Era comum os pilotos ficarem em regime de plantão desde o início do dia, começando a voar por volta das 8 horas e emendarem até alta madrugada. Na praia, eles tinham comida e alguma pequena estrutura para ficarem esperando ser chamados para voar. Os pousos e decolagens também aconteciam em locais não habilitados nem homologados para isto, como quintal de casas, pasto em fazendas e outros "estraga família" como os pilotos chamam locais onde são obrigados a pousar.

Como as autoridades são omissas em fiscalizar, os pilotos até tentam demover seus patrões das ordens temerárias que emitem, mas a resposta é impositiva: vai fazer porque estou mandando.
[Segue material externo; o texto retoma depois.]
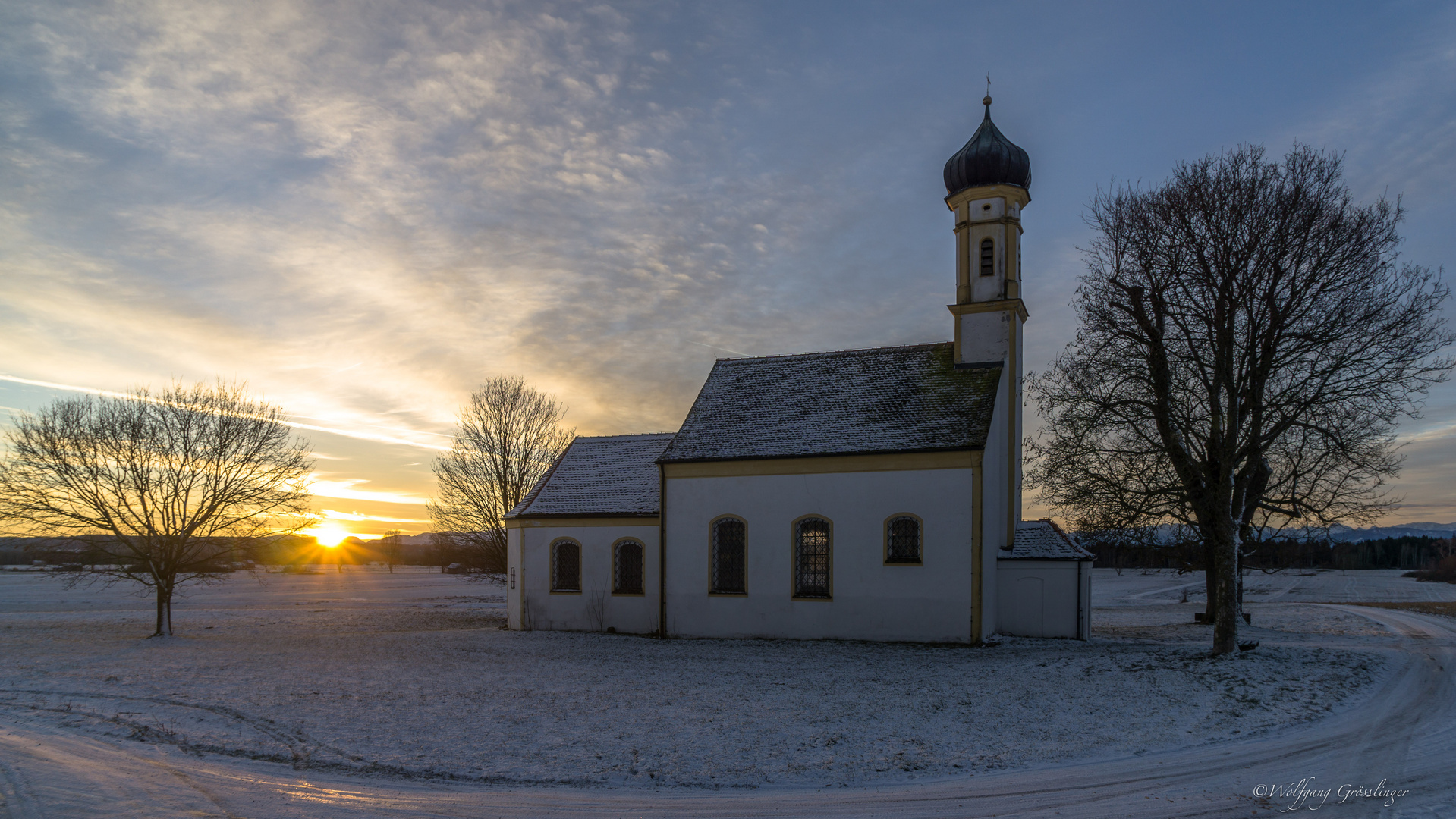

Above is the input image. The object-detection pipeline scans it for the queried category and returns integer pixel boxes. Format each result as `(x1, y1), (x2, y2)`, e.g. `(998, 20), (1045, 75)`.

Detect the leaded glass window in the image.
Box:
(550, 540), (581, 592)
(794, 518), (833, 598)
(712, 518), (748, 595)
(885, 515), (920, 563)
(612, 540), (642, 595)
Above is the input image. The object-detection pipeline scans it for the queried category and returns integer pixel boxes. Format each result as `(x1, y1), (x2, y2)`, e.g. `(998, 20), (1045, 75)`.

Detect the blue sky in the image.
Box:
(0, 0), (1456, 531)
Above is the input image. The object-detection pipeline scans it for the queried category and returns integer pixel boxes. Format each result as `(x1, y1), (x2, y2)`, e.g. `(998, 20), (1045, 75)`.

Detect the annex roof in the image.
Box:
(505, 432), (673, 518)
(659, 342), (1000, 463)
(998, 519), (1093, 560)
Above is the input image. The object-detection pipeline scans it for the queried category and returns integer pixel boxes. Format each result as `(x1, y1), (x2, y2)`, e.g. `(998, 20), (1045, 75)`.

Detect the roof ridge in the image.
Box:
(718, 342), (955, 364)
(577, 432), (677, 441)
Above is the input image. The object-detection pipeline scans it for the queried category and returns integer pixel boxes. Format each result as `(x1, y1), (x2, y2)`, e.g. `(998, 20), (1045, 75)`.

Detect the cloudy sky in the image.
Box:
(0, 0), (1456, 532)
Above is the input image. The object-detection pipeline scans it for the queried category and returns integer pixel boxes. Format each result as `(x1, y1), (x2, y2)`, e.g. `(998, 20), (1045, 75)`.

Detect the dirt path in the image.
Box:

Além da sobrejornada que são obrigados a cumprir não havia qualquer remuneração indenizatória como hora-extra ou adicional de periculosidade.

Alexandre Douglas classifica a região de Aruanã como verdadeiro inferno, principalmente em época de temporada ou feriados prolongados. O tráfego de helicópteros é intenso e a irresponsabilidade de pousar e decolar de locais proibidos daria taquicardia e urticária em um oficial da Aeronáutica que fosse fiscalizar o tráfego aéreo na beira do Araguaia.

Duas aeronaves dos proprietários da Planalto foram vítimas da imprudência. O helicóptero que caiu matando todos os ocupantes e na última sexta-feira o jato Cessna Citation Jet, com seis pessoas a bordo, sofreu avarias ao não conseguir frear e bater na cerca de arame, quebrando uma perna e costelas do piloto. Os tripulantes sabiam que a pista do aeródromo de Aruanã estava proibida para pousos e decolagens de aeronaves movida a jato. Esse fato foi revelado com exclusividade pelo Diário da Manhã.